All batteries involve a comparison between two chemical reactions that take place at different places within the battery. The negative end of the battery is connected to a metal that is releasing electrons (in the case of the battery we made, zinc metal is turning into positively charged zinc ions by giving up two electrons for each zinc atom: Zn --> Zn++ + 2 e-). At the positive end, electrons are combining with a different positive ion (for example, two hydrogen ions plus two electrons makes one molecule of hydrogen gas: 2 H+ + 2 e- --> H2). It costs energy to remove the electrons at one side (i.e. from the zinc) but we gain more energy at the other. The net release of energy is what makes the current go around the circuit. By having the two reactions separated from each other, they cannot take place except when the current is flowing.

The voltage of the battery is determined by the amount of energy released in the two chemical reactions, and is largely determined by the chemical reactions that are involved. Our battery would work much better if we had a better chemical reaction at the positive end. For example, if there were copper ions in the solution, they could absorb the electrons (producing copper metal). Another possibility is to add hydrogen peroxide to the solution, allowing the reaction
   H2O2 + 2 H+ + 2 e- --> 2 H2O
-- that is, hydrogen peroxide + hydrogen ions + electrons makes water.
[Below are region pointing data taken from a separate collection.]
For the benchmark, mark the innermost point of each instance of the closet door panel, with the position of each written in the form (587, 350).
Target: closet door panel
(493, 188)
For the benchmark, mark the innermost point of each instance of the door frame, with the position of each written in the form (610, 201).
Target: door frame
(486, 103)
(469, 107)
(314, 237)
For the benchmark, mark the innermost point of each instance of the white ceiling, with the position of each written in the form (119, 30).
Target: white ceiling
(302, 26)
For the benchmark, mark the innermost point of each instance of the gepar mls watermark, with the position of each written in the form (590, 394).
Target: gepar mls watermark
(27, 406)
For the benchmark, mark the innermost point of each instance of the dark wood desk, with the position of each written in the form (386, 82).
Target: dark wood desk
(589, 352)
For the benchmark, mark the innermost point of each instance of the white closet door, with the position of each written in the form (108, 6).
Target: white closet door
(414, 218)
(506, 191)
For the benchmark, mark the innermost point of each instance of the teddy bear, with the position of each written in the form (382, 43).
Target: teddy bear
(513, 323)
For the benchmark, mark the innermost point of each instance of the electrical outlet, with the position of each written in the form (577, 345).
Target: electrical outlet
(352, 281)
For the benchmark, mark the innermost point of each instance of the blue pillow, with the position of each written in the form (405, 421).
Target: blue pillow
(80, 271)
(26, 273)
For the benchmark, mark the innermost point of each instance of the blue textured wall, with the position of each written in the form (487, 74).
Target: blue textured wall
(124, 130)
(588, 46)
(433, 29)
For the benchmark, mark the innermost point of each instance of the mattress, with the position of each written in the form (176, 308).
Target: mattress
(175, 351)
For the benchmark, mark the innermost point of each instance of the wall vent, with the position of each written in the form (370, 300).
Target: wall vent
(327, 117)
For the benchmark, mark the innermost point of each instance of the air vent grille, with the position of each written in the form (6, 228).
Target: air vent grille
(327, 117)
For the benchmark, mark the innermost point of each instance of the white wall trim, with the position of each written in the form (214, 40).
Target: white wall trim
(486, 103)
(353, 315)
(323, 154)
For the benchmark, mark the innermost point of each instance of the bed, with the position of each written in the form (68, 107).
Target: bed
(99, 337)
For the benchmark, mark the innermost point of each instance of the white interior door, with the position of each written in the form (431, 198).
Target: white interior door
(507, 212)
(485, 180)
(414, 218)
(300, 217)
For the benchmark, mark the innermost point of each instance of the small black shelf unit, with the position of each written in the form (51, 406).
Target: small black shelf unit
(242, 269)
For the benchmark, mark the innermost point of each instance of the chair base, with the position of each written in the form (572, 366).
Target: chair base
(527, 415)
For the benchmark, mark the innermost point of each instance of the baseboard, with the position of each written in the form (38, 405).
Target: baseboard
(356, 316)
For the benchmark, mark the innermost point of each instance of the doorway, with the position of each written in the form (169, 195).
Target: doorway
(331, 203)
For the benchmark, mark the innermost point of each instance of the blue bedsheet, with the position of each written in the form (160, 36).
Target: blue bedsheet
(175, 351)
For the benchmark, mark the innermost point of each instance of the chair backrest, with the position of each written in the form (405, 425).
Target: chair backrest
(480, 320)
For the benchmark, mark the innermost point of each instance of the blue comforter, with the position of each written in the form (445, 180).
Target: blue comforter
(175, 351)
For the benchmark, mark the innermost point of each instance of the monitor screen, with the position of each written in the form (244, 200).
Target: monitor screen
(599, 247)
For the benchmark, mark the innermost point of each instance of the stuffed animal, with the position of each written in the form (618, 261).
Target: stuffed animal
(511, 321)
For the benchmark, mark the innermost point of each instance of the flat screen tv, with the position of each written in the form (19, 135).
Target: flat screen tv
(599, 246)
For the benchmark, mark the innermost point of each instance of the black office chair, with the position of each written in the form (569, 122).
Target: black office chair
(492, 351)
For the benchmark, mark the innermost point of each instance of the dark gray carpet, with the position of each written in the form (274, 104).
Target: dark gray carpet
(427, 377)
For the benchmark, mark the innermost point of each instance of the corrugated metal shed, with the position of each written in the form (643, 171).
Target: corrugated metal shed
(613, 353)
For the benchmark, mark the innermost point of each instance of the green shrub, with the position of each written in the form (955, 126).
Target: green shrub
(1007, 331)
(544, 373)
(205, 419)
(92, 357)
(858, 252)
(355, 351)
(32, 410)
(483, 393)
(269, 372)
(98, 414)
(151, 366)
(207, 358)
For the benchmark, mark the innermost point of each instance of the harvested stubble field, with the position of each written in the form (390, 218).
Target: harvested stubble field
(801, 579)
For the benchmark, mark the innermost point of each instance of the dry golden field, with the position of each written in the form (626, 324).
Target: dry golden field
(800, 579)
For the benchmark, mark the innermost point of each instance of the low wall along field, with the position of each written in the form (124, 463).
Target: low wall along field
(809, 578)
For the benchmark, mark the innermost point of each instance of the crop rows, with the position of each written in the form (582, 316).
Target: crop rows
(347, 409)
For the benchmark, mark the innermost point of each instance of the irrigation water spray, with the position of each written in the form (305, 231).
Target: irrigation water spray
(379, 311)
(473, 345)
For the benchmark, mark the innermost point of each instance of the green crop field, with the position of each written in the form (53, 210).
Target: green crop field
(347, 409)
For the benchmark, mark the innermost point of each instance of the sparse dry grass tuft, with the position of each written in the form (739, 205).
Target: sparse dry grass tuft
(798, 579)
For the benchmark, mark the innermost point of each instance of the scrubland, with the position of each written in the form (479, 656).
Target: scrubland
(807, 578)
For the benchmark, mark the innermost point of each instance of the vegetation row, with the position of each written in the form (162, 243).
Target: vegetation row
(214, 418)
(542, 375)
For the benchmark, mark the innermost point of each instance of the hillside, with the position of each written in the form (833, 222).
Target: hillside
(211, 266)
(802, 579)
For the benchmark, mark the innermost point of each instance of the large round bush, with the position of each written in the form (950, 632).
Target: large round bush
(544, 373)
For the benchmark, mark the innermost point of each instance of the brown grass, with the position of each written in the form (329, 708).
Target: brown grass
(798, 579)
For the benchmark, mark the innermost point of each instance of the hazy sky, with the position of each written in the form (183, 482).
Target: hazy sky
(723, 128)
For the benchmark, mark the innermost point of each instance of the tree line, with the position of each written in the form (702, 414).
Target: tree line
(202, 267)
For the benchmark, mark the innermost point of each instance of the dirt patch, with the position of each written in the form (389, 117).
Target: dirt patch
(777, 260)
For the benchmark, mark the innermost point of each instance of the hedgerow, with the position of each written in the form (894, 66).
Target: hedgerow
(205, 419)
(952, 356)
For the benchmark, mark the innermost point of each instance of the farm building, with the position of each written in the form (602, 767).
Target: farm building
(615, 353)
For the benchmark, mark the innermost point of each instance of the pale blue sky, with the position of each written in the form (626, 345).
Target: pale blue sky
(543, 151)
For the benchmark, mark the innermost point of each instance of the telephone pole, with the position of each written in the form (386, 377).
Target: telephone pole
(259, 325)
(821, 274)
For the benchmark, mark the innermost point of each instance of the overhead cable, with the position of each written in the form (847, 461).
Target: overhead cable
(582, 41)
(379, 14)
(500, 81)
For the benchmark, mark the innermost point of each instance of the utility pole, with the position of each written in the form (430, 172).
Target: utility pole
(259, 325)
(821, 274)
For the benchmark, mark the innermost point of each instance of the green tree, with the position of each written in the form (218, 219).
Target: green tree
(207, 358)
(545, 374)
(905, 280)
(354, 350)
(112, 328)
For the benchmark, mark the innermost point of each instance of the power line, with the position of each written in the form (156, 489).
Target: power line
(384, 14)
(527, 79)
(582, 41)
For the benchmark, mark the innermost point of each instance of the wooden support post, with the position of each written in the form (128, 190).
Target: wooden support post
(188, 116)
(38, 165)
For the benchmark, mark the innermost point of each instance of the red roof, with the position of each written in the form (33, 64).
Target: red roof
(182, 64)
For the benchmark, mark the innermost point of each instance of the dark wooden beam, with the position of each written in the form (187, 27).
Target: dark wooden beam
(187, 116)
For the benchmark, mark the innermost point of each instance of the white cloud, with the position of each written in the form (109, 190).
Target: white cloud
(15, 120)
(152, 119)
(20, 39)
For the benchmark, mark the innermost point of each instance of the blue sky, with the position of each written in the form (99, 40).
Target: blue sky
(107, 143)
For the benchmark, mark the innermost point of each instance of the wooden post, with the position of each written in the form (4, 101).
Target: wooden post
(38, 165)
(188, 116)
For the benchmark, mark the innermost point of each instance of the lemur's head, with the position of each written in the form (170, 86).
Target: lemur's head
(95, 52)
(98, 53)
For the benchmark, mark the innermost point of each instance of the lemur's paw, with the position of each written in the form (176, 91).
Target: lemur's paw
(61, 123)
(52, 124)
Using magnesium metal instead of zinc metal also makes a better battery, because it costs less energy to remove the electron from magnesium metal (this means it is more chemically reactive). Theoretically, aluminum would be a good choice, but in practice it doesn't work very well, because the aluminum surface is almost completely covered by a thin layer of aluminum oxide, which is an insulator: aluminum is too reactive to use in air.
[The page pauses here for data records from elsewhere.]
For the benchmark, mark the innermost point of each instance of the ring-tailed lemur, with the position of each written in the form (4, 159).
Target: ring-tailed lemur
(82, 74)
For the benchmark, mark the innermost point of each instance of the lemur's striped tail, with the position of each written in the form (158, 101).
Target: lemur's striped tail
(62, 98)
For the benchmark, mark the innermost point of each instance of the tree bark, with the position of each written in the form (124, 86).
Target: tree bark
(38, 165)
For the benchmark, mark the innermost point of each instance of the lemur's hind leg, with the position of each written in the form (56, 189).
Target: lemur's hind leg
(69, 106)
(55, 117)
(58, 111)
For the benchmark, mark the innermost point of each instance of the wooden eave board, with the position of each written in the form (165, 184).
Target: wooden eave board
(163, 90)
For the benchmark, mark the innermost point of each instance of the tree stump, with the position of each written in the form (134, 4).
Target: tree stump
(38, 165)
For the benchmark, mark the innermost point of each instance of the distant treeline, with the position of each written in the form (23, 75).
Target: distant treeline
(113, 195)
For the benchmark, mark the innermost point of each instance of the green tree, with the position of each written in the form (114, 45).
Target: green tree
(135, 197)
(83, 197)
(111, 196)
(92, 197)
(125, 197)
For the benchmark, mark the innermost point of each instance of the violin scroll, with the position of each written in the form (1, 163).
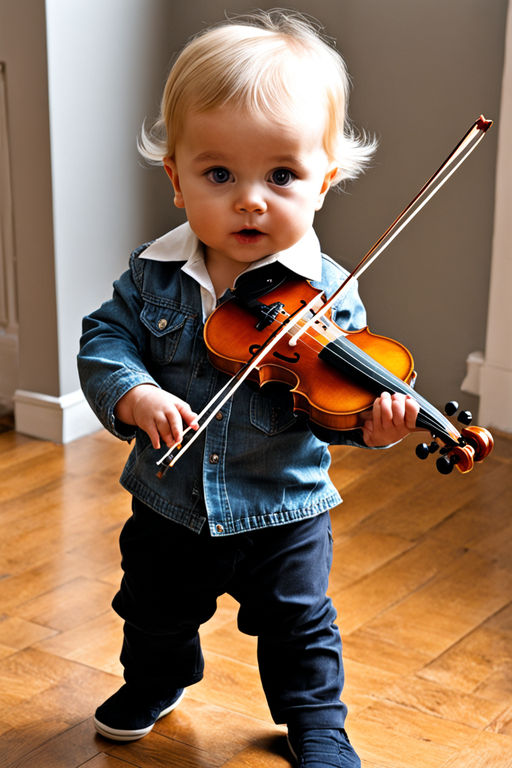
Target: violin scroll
(473, 445)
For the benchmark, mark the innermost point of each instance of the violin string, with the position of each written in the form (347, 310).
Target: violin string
(407, 215)
(353, 355)
(370, 257)
(236, 382)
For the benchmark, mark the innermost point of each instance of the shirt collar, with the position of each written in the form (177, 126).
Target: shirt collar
(182, 245)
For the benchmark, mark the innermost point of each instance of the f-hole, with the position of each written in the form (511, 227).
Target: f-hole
(255, 348)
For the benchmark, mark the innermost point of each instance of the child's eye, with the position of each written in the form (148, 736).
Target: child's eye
(219, 175)
(282, 177)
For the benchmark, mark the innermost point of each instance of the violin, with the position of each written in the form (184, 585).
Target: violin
(334, 375)
(284, 332)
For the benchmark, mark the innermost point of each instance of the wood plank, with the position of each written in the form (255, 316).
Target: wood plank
(107, 761)
(71, 748)
(421, 582)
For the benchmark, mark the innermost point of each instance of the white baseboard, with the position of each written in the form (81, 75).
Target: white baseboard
(493, 385)
(496, 397)
(59, 419)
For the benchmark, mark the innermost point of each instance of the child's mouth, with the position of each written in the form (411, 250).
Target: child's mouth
(245, 236)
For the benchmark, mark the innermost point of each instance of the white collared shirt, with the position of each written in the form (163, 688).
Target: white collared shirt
(181, 244)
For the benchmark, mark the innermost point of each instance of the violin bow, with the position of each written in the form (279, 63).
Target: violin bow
(457, 156)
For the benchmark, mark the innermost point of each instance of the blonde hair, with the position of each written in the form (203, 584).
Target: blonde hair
(251, 63)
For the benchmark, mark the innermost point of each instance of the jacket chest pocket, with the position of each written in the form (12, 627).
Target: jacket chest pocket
(165, 326)
(271, 409)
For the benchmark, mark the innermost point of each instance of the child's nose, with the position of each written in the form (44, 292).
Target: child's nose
(251, 200)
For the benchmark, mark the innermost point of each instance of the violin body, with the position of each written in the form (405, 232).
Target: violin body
(327, 396)
(333, 375)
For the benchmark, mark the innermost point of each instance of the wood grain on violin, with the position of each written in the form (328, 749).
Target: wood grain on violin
(334, 375)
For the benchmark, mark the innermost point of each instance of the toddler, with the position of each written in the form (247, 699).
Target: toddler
(252, 134)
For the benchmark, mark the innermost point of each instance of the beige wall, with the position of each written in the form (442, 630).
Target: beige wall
(422, 71)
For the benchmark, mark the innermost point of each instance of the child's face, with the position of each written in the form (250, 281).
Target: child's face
(250, 186)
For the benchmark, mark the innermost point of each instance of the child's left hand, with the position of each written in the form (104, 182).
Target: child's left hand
(391, 418)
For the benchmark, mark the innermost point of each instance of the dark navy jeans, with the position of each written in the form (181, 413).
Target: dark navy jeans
(279, 575)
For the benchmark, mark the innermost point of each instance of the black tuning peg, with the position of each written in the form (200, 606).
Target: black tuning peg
(445, 464)
(451, 407)
(465, 417)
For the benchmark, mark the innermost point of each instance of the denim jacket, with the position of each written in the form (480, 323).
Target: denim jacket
(257, 464)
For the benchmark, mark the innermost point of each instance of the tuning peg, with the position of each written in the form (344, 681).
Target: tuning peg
(451, 407)
(445, 464)
(465, 417)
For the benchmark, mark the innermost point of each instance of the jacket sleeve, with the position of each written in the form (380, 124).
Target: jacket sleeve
(111, 357)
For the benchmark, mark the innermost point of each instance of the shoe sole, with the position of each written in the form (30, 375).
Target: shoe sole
(118, 734)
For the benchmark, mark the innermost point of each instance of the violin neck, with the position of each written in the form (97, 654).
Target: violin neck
(352, 361)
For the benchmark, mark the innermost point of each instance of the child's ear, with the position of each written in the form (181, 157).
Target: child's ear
(326, 185)
(171, 170)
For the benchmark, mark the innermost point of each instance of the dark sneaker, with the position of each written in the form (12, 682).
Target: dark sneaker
(322, 748)
(130, 714)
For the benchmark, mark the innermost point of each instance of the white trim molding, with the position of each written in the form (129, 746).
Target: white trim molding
(59, 419)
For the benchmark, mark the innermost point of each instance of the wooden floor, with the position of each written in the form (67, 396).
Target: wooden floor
(422, 581)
The current flow is limited by the rate at which the chemical reactions can take place. The reactants in contact with the conducting surface get used up quickly, and then nothing more can happen until more chemical moves into place. This is why the LED starts bright but quickly dims when we connect it to the battery we made. It is also why this battery will not light a light bulb.
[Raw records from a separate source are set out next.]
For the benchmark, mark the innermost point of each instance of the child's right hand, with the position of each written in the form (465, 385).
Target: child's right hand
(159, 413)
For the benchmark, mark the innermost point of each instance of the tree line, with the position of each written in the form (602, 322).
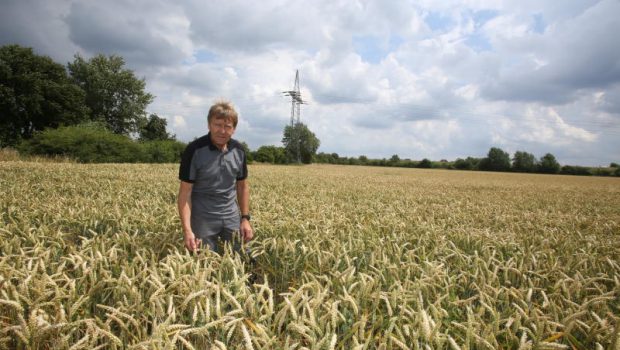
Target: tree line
(496, 160)
(91, 110)
(95, 111)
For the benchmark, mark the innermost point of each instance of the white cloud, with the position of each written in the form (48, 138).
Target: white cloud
(434, 79)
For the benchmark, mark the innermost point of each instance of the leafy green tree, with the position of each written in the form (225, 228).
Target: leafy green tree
(270, 154)
(425, 163)
(523, 162)
(248, 153)
(35, 93)
(155, 129)
(496, 160)
(113, 94)
(87, 143)
(161, 151)
(548, 164)
(466, 164)
(300, 143)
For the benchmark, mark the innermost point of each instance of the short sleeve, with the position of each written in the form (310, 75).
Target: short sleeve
(187, 171)
(243, 174)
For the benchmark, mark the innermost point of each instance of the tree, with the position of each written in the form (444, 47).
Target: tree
(248, 153)
(548, 164)
(394, 160)
(35, 93)
(300, 143)
(425, 163)
(523, 162)
(496, 160)
(467, 164)
(270, 154)
(113, 94)
(155, 129)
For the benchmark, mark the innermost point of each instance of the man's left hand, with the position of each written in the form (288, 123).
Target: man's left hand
(246, 231)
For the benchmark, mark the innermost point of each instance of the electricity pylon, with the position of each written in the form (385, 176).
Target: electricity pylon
(296, 102)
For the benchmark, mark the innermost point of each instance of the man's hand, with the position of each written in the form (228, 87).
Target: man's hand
(246, 230)
(191, 242)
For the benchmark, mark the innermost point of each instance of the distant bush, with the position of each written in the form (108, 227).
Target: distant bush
(162, 151)
(425, 163)
(604, 171)
(8, 154)
(93, 143)
(86, 143)
(575, 170)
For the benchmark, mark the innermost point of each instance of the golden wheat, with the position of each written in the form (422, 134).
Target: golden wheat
(91, 256)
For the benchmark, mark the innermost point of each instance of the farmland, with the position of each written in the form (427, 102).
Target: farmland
(346, 257)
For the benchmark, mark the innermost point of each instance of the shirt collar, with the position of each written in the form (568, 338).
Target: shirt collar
(213, 147)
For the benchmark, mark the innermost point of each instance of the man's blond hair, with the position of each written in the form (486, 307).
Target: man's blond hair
(223, 110)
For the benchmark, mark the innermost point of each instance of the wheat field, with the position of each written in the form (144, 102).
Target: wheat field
(345, 257)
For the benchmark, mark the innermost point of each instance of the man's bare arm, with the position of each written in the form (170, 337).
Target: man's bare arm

We have found no design using common chemicals that will cause a light bulb to glow. The voltage (measured when the battery is not doing anything) is not high enough, and a set of the batteries in series will not work either, because the chemical reactions take place too slowly, which limits the amount of power that the battery can deliver. We are surprised that published descriptions of ways to make a battery frequently invite you to try to light a light bulb with it -- evidently the authors have never tried their own experiment.

In producing the design described in this section we have tried a number of designs. Here is a brief review

Finally, we will mention that there is a traditional copper/zinc battery that has four layers:

  copper metal | copper sulfate solution | salt solution | zinc metal

At the copper surface, the copper ions in the copper sulfate solution are turning into copper metal. This is easier than trying to make hydrogen gas, and gives a higher voltage. However, the copper solution must be isolated from the zinc surface, or it would directly react with it, so we need another layer of a solution that does not contain copper (it eventually will become a solution of zinc sulfate). Making this kind of battery requires having two paper layers, one wetted with copper sulfate and one wetted with salt solution. Since copper solutions are rather poisonous, we didn't try to develop this battery.